Feyz Dergisi, sa.349, ss.14-21, 2020 (Hakemsiz Dergi)
Hiç
kuşkusuz, kötü diye bir şey var ve biz bunu her gün görebilir, gözlemleyebilir
hatta tecrübe de edebiliriz. Gözyaşının olduğu, kanın döküldüğü, çocukların acı
çektiği veya acımasız bir biçimde öldürüldüğü bir dünyada kötü yok demek mümkün
değil. Dolayısıyla kötüyü görmezden gelmek hatta yıkıcı sonuçlarını hayra
yormak aşırı iyimserlik olacaktır. Ancak temel sorun kötünün varlığını kabul
etmek veya onu görebildiğimiz kadarıyla betimlemek olmasa gerek. Temel sorun
doğasının ne olduğu ve bizim bunu nasıl ifade edebileceğimizdir.
Çok şaşırtıcı olmakla
birlikte kötünün kendi başına bir varlığının olmadığını söylemek durumundayız.

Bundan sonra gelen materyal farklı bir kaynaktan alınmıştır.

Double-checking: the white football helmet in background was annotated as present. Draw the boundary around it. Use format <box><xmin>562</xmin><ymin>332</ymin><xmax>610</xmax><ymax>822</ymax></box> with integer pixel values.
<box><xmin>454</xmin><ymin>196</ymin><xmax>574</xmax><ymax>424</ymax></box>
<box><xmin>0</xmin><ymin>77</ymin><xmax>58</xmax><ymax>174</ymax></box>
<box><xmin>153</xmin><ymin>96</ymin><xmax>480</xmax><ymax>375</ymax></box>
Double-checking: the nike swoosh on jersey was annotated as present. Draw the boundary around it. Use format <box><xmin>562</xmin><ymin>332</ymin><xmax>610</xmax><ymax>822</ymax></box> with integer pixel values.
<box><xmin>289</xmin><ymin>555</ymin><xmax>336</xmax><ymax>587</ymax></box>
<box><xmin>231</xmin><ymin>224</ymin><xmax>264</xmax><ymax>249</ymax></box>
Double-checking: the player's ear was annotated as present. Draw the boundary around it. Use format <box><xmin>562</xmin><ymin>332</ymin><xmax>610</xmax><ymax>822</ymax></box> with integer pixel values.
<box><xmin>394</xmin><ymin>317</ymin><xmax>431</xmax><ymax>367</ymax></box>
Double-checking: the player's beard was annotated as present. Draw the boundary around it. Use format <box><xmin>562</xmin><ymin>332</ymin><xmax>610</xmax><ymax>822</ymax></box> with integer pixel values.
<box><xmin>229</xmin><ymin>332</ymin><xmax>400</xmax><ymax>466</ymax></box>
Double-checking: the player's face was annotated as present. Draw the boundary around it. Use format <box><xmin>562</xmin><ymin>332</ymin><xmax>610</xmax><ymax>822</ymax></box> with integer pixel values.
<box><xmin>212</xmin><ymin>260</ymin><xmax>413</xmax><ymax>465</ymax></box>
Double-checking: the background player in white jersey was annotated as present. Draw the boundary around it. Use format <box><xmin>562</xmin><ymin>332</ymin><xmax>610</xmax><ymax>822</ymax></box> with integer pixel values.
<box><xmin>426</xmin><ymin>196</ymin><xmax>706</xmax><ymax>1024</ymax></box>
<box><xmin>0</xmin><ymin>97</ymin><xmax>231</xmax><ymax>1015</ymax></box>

Buradaki kendi başınalık, mutlaklık anlamındadır. Yani kötünün bağımsız ve
kendinde bir güç olmadığıdır. Nitekim bizlere ürkütücü gelen karanlığın aslında
bir mum ışığıyla dağıldığını biliyoruz. Karanlık kendinde bir varlık yani
mutlak olsaydı, ışığın ona etki etmemesi ve etrafı aydınlatmaması gerekirdi.
Yine bizi oldukça üzen ölüm hadiselerinin de aslında kendi başına bir değer
taşımadığı, sadece yanan bir mumun sönmesi gibi, yaşamın sona ermesi olduğunu
gayet iyi bilmekteyiz. Yine içimizdeki korkuların da aslında, bir şeyleri
yitirmek kaygısından başka bir şey olmadığı açıktır. Buradan hareketle
kötülüğün kendi başına bir tanımının olmadığı apaçıktır.
İnsanların kötü olarak
düşledikleri, belki de korktukları konu aslında insanların Tanrı’dan uzak
kalmak veya onun sevgisinden yoksunluk hissidir. Tanrı inancının olduğu yerde
tıpkı karanlığın ışıktan dağılması gibi, korkunun da ortadan kaybolduğu çok
açıktır. Sevgisizlik de aslında kendi başına var olan bir hususiyet değildir.
Belki de çok erken yaşlarda anne şefkatinden mahrum kalmak, dahası anneyi
yitirmektir. Kendi başına bir değeri bulunmamaktadır. Hep bir şeylerin
eksikliği söz konusudur...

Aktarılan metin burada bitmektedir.